Bloomberg / New York
The US Treasury kept its quarterly auction of long-term debt, planned for next week, at a record size to help fund the government’s continuing wave of stimulus spending.
It’s the first time in more than a year that the so-called quarterly refunding total hasn’t risen, suggesting that financing needs have peaked. The department, in a statement on Wednesday, offered no major changes in its debt-issuance strategy, and said it will sell $126bn of long-term securities at auctions next week.
The Treasury highlighted that it may face challenges if Congress fails to suspend or increase the federal debt limit when the current suspension runs out at the end of July.

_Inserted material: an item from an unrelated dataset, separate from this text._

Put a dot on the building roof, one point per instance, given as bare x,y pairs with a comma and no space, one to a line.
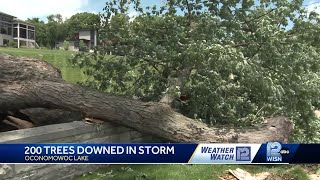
2,13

On previous occasions, the Treasury has used various measures to keep servicing federal debt outstanding while lawmakers and the White House wrangled over raising the ceiling. But this year could bring added strains, the department said.
“In light of the substantial Covid-related uncertainty about receipts and outlays in the coming months, it is very difficult to predict how long extraordinary measures might last,” the Treasury statement said. “Treasury is evaluating a range of potential scenarios, including some in which extraordinary measures could be exhausted much more quickly than in prior debt limit episodes.”
A still-large cash pile and the prior ramping up in auctions means the Treasury doesn’t need to further boost its debt issuance even after the enactment of the $1.9tn March pandemic-relief bill. The Treasury accumulated a record cash balance of $1.8tn at one point last year.
Big decisions on debt issuance loom later this year, with the government’s borrowing needs set to shrink rapidly as Covid-19 stimulus spending ebbs and the economic recovery sets in. While President Joe Biden is calling for $4tn in further initiatives, those are aimed over several years, with tax hikes planned to help pay for them.
Treasury Secretary Janet Yellen and her team will need to decide whether and how quickly to shrink sales of so-called coupon-bearing debt – securities that pay interest. Her predecessor Steven Mnuchin actively sought to lengthen the average maturity of Treasuries to take advantage of historically low longer-term rates.
The majority of Wall Street bond dealers had predicted the Treasury would make no changes to nominal coupon-bearing debt auctions. Several forecast a reductions beginning as early as August. Sales of notes and bonds ranging from seven to 30 years have doubled in size thanks to Covid-19 spending, HSBC Holdings Plc estimates show. “Even if Congress passes a large-scale infrastructure package which is funded over a five to 10-year horizon, Treasury’s current auction schedule leaves it more than adequately financed in coming years,” Jay Barry, a strategist at JPMorgan Chase & Co wrote in a note last week. “Treasury should begin making cuts to its auction sizes in relatively short order.”
If coupon-bearing auction sizes aren’t trimmed in coming quarters, it would likely result in the Treasury needing to cut bill sales to a degree that pushes their share of total below the 15% to 20% range the Treasury Borrowing Advisory Committee has previously advised, Barry said. T-bills made up around 22% of marketable Treasuries at the end of March. The Treasury said Wednesday it “anticipates no changes to nominal coupon and floating-rate note auction sizes over the upcoming May to July 2021 quarter. Treasury plans to address any seasonal or unexpected variations in borrowing needs over the next quarter through changes in regular bill auction sizes and/or cash management bills.”
The Treasury has this year been slowly reducing its use of bill sales, after relying on them heavily at the start of the pandemic to fund pandemic relief spending and build up a record stockpile of cash to offer extra flexibility amid the crisis.
Between now and the end of July, the Treasury estimated a reduction in bills outstanding of about $150bn – approximately one-third of the decline in bill supply that has already occurred since the February 2021 refunding.